If you’re reading this, it’s probably safe to assume you are an Aztecs fan, and, in turn, also probably safe to assume you remember 2011. Particularly the Spring of 2011. The SDSU men’s basketball team was in the midst of an incredible, historical season. The end of February saw us gearing up for a highly anticipated matchup with BYU. I won’t talk about the game itself because we all know how that turned out and I doubt any of you reading would want to relive it.

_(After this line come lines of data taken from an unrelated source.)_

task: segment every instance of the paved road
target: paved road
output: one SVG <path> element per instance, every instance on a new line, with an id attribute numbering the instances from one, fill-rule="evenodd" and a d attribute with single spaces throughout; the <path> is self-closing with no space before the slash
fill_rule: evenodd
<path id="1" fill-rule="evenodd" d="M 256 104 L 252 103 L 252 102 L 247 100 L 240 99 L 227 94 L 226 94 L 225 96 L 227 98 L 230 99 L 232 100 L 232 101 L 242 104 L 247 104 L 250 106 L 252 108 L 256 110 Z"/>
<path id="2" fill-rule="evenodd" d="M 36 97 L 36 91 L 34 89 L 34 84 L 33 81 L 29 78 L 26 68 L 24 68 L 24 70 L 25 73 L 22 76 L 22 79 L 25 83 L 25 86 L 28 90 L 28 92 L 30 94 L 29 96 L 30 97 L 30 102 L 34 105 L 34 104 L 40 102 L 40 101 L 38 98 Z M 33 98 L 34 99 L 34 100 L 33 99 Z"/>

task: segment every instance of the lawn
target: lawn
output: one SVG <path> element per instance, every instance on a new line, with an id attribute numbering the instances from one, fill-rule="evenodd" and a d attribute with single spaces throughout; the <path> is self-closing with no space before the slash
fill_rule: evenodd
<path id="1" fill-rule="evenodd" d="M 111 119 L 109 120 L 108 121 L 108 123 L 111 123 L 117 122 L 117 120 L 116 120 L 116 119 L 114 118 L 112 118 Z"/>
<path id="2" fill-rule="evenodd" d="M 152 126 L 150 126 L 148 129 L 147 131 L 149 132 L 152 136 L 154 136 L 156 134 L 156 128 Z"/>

But what I wouldn’t mind reliving are the days leading up to it. I spent four nights sleeping on the ground in front of Viejas Arena with my roommate and other friends, just so we could get our hands on the hottest ticket in town – SDSU vs. BYU. We survived mainly on coffee and junk food – much of which was donated by San Diego community members like the Hall of Champions, SDSU alumni and family and even some anonymous good samaritans. We all took turns heading to the ARC to use the restroom, take showers and warm up in the sauna. We “borrowed” electricity from the arena and school to charge our phones, laptops, lights and other essentials.
But mostly we spent the week becoming a little village of friends. Our makeshift campground was called Fisherville and would later be referenced in a T.E.S. song. We shared supplies, blankets and stories. We had sing-alongs together, broke out in spontaneous chants and coordinated gameday outfits – which sounds totally corny, because it was. All in all, we had pretty much the best time one could possibly have during a four-day stretch of living on the sidewalk (with the added bonus of an ill-timed rainstorm that thwarted any plans of sleep or warmth on our last night).
I should clarify that all of this isn’t what “made” me an Aztecs fan, because I already was one. And it’s not a unique experience because, well, there were hundreds of us sharing it. But it’s one of those defining “Aztec for Life” moments that helped shape the kind of fan and person I still am today. And I don’t just say that because otherwise it would’ve been a waste of four days of my life, but because going through all of that only to experience the loss of the ensuing game was kind of a microcosm of my entire experience as an Aztecs fan, and a San Diego sports fan in general: lots of waiting around without going anywhere and being disappointed in the results – and sometimes just feeling like we’re being rained on.
More than five years later and I’m still waiting on that ever-elusive national championship, but in the meantime I’ll enjoy the ride with the rest of you.